Lindsay Perigo
Lindsay Perigo

The Politically Incorrect Show - 19/06/2001

[Music - Die Fledermaus]

Good afternoon, Kaya Oraaa & welcome to the Politically Incorrect Show on the free speech network, Radio Pacific, for Tuesday June 19, proudly sponsored by Neanderton Nicotine Ltd., the show that says bugger the politicians & bureaucrats & all the other bossyboot busybodies who try to run our lives with our money; that stands tall for free enterprise, achievement, profit, & excellence, against the state-worshippers in our midst; that stands above all for the most sacred thing in the universe, the liberty of the human individual.

[Music up, music down!]

A doyen of Auckland's art establishment - a pretentious poseur whose jowls wobble - hangs used car tyres from his ceiling. He regards hanging a tyre from his ceiling as "art" - an act higher than & unsullied by mind or matter - while the act of conceiving & producing the tyre in the first place he regards as ignoble, low, "materialistic." He once trembled to me that it was "preposterous" to offer the inventors & manufacturers of microwave ovens the same salute one would offer composers or painters. Leaving aside that HIS kind of "art" is deserving of nothing but contempt, I want to make the point today that the creator of material values is of the same exalted status as the creator or recreator of spiritual values, & for the same reasons. Or rather, I want to let Ayn Rand make the point. Some of you will find this idea shocking, so get a grip on your jowls:

"Whether it's a symphony or a coal mine, all work is an act of creating & comes from the same source: from an inviolate capacity to see through one's own eyes - which means: the capacity to perform a rational identification - which means: the capacity to see, to connect & to make what had not been seen, connected & made before.
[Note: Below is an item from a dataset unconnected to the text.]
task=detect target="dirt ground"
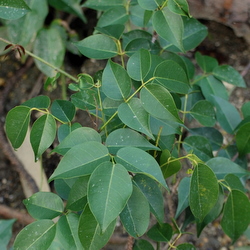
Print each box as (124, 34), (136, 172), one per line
(0, 12), (250, 250)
That shining vision which they talk about as belonging to the authors of symphonies & novels - what do they think is the driving faculty of men who discover how to use oil, how to run a mine, how to build an electric motor? That sacred fire which is supposed to burn within musicians & poets - what do they suppose moves an industrialist to defy the whole world for the sake of his new metal, as the inventors of the airplane, the builders of the railroads, the discoverers of new germs or new continents have done through all the ages ... This, Miss Taggart, this sort of spirit, courage & love for truth - as against a sloppy bum who goes around proudly assuring you that he has almost reached the perfection of a lunatic, because he's an artist who hasn't the faintest idea what his art work is or means; he's not restrained by such crude concepts as 'being' or 'meaning'; he's the vehicle of higher mysteries; he doesn't know how he created his work or why, it just came out of him spontaneously, like vomit out of a drunkard; he did not think - he would not stoop to thinking; all he has to do is FEEL - he FEELS, the flabby, loose-mouthed, shifty-eyed, drooling, shivering, uncongealed bastard!"

Now THERE'S a line to hurl at the next poseur you come across at a modern art exhibition! Be aware, though, that's this is not a diatribe against feelings as such - the words are spoken by Richard Halley, who is a COMPOSER in Rand's novel Atlas Shrugged. It IS a diatribe against the idea that ANY old feeling should be mindlessly indulged, & the result then glorified BECAUSE it is mindless.

Halley's concluding words are:

"If there is more tragic a fool than the businessman who doesn't know that he's an exponent of man's highest creative spirit - it's the artist who thinks that the businessman is his enemy."

As the old, dichotomy-free saying would have it: food for thought!